Sometimes you really just need the indulgent cheesy goodness of lasagne. But why go for a bland store-bought version when you can make your own? It’s worth it. The flavours in this amazing tray lasagne cannot be beaten.
- 50g butter
- 50g cake flour
- 1 litre milk
- 240g (2 cups) Cheddar, grated
- 80g (1 cup) Parmesan, finely grated
- 60ml (¼ cup) olive oil
- 1kg pork mince
- 1kg veal mince
- 2 brown onions, chopped
- 8 garlic cloves, crushed
- 8 rashers bacon, trimmed and chopped
- 6 sprigs oregano
- 250ml (1 cup) dry red wine
- 3 x 410g tins tomato purée
- 12 sheets fresh lasagne
To make the cheese sauce, melt the butter in a medium saucepan over low heat.

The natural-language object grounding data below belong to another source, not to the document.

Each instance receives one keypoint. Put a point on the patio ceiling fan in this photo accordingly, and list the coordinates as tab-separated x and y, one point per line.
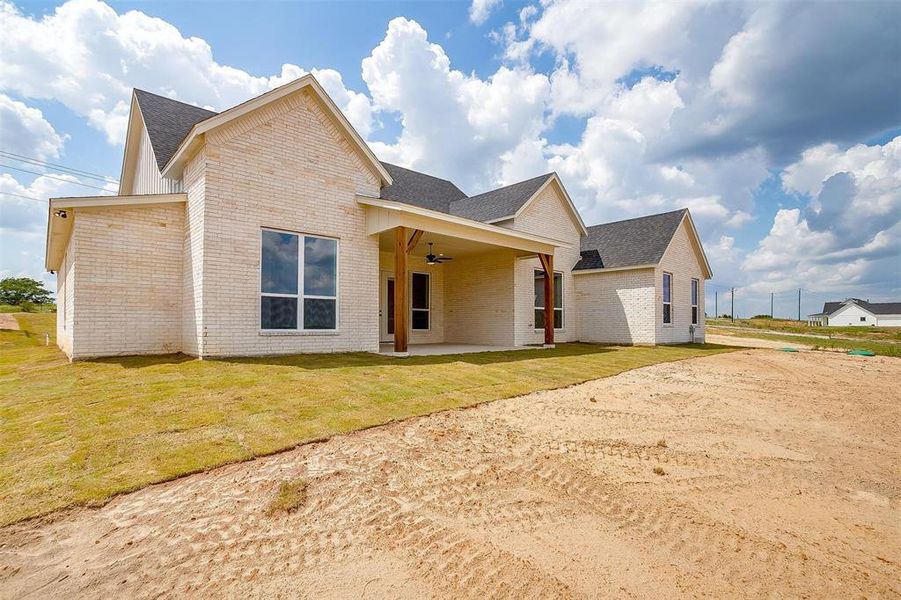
432	259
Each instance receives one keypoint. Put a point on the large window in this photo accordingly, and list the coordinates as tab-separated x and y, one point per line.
667	298
694	301
539	300
420	301
298	282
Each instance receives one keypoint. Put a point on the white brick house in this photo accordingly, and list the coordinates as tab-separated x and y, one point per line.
272	228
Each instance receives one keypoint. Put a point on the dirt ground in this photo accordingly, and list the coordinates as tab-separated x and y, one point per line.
779	477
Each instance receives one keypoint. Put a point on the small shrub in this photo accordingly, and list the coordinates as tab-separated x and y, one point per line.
291	496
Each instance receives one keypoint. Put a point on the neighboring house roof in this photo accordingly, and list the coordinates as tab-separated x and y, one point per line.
629	243
876	308
500	203
168	122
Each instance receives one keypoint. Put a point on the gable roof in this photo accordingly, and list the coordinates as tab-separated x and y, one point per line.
630	243
168	122
500	203
876	308
419	189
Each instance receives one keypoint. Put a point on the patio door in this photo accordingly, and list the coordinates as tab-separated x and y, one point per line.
386	307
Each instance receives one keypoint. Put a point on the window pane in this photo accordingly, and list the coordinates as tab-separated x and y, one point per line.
278	268
319	314
539	289
320	266
420	319
278	313
558	290
420	292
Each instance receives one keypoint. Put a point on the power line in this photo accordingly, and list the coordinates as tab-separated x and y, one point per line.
52	177
21	196
70	170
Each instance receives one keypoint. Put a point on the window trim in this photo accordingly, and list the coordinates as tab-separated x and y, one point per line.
300	296
428	300
695	299
665	301
562	305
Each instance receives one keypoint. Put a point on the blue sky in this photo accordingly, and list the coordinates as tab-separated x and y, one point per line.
777	124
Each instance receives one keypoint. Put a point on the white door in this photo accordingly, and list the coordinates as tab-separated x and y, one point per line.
386	307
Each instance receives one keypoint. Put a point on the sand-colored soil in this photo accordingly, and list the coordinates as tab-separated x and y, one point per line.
781	479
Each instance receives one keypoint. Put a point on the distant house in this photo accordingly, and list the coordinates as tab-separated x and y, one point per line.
857	312
272	228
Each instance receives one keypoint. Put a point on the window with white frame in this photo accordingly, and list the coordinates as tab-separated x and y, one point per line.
419	301
298	282
694	301
539	300
667	298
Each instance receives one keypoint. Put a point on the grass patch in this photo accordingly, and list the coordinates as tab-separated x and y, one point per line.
81	433
883	348
291	496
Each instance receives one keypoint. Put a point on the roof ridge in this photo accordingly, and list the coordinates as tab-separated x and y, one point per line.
503	187
174	100
421	173
669	212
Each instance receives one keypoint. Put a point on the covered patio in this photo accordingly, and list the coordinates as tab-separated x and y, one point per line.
447	285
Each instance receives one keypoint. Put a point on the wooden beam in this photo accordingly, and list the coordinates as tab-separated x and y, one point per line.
414	239
547	264
400	289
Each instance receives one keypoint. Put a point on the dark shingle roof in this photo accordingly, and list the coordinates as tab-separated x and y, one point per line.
629	243
500	203
877	308
168	122
419	189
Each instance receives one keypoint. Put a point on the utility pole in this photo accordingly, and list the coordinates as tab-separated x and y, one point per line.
733	305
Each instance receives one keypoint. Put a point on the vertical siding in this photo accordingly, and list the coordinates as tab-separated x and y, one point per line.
616	307
683	262
147	173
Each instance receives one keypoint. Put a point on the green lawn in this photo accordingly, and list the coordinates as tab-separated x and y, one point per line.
80	433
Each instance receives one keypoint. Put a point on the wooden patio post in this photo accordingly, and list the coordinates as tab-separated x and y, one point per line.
400	289
547	263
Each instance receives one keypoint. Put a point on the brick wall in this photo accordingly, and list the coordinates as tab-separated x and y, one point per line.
683	262
478	299
127	280
547	215
284	166
616	307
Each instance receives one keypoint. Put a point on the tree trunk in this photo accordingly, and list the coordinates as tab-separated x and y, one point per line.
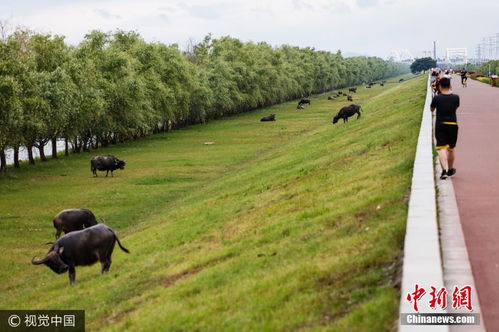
16	157
42	153
3	161
54	148
30	154
85	144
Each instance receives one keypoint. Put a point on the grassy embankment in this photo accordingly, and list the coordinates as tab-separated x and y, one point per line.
293	224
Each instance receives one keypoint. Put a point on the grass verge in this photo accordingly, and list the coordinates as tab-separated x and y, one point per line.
289	225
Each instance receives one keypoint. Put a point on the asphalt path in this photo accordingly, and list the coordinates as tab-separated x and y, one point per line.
476	186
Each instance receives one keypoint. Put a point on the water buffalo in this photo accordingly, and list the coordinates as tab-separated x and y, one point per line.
73	220
106	163
270	117
304	101
347	112
80	248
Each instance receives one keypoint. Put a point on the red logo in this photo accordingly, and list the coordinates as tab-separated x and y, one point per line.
461	297
415	296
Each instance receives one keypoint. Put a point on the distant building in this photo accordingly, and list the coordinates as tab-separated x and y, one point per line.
456	55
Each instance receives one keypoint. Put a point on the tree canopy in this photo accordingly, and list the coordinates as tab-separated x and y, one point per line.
113	87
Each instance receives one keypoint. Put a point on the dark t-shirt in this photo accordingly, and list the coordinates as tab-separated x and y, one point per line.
446	106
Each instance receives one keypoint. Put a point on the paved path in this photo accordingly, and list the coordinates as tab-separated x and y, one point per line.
476	186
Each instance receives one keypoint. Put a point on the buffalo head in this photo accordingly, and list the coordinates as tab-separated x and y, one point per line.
53	260
120	164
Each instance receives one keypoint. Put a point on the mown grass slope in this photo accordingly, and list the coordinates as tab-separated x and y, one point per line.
290	225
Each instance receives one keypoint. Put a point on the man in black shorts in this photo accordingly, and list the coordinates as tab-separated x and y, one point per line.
446	104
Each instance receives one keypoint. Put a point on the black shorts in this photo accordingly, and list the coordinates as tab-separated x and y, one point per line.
446	135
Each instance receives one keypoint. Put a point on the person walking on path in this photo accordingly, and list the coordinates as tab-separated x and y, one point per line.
464	78
446	104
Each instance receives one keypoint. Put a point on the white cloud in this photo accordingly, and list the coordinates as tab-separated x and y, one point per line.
363	26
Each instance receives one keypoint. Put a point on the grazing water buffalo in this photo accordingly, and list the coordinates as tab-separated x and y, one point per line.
106	163
73	220
270	117
347	112
304	101
79	248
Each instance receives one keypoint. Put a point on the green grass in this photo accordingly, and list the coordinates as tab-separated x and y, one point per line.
289	225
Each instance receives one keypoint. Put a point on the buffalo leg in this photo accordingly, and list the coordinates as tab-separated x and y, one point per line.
105	266
72	275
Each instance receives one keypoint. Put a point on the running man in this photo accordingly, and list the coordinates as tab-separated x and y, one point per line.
446	104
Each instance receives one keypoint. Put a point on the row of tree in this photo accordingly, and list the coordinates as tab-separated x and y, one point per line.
115	87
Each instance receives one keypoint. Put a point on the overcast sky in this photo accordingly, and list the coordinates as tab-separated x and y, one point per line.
371	27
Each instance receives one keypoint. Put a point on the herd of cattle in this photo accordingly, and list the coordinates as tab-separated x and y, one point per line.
85	241
344	113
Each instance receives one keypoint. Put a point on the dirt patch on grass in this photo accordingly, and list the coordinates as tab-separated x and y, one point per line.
172	279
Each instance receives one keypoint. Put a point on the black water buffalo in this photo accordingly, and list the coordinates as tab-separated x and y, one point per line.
304	101
106	163
270	117
73	220
347	112
79	248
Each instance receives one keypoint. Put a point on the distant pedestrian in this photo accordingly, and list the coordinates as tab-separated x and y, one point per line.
446	104
436	85
464	78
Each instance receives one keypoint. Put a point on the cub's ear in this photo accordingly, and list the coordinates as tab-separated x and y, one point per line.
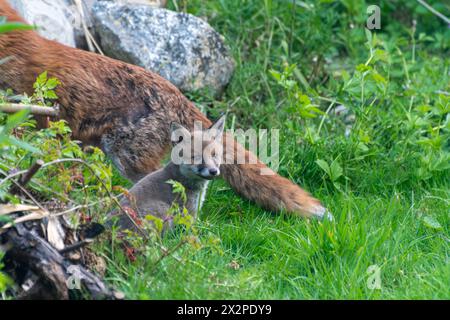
178	133
217	128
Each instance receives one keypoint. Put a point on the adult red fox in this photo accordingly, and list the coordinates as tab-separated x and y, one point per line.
126	111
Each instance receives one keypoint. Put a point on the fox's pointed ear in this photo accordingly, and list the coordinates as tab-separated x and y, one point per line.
178	133
218	127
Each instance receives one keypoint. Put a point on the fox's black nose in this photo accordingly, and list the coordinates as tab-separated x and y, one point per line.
213	172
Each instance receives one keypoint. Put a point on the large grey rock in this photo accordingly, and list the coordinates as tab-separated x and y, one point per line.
178	46
77	18
51	17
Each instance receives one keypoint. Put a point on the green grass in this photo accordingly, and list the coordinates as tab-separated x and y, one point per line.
387	182
391	202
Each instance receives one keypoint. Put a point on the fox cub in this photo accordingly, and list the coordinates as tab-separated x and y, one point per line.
192	166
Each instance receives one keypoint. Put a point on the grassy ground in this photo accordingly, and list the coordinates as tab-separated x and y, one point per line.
383	169
387	182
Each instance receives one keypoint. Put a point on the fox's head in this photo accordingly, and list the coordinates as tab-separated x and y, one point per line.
198	153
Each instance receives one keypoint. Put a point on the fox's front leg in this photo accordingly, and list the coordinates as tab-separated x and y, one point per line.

Add the flour and cook, stirring, for 1 − 2 minutes or until it comes away from the sides of the pan. Gradually add the milk and cook for 10 minutes, stirring until thick and smooth. Add the cheeses and stir until melted and smooth. Cover and set aside.
For the mince mixture, heat half of the oil in a large, heavy-based saucepan over high heat. Cook the mince in batches until browned, breaking up any lumps with a wooden spoon, about 8 − 10 minutes. Set aside.
Add the remaining oil to the pan with the onion, garlic, bacon and oregano and cook until the onion is soft, about 5 − 8 minutes. Return the mince to the pan, add the wine and cook for 1 minute. Stir in the purée, reduce the heat to low, cover and cook for 50 − 55 minutes, stirring occasionally. Remove the cover and cook until thickened, about a further 15 − 20 minutes. Set aside to cool slightly.
Preheat the oven to 180°C.
Arrange 3 sheets of pasta in the base of a 4-litre capacity baking dish and top with a quarter of the mince mixture. Repeat with the remaining pasta and mince. Top with the cheese sauce and bake until the top is golden, about 1 hour.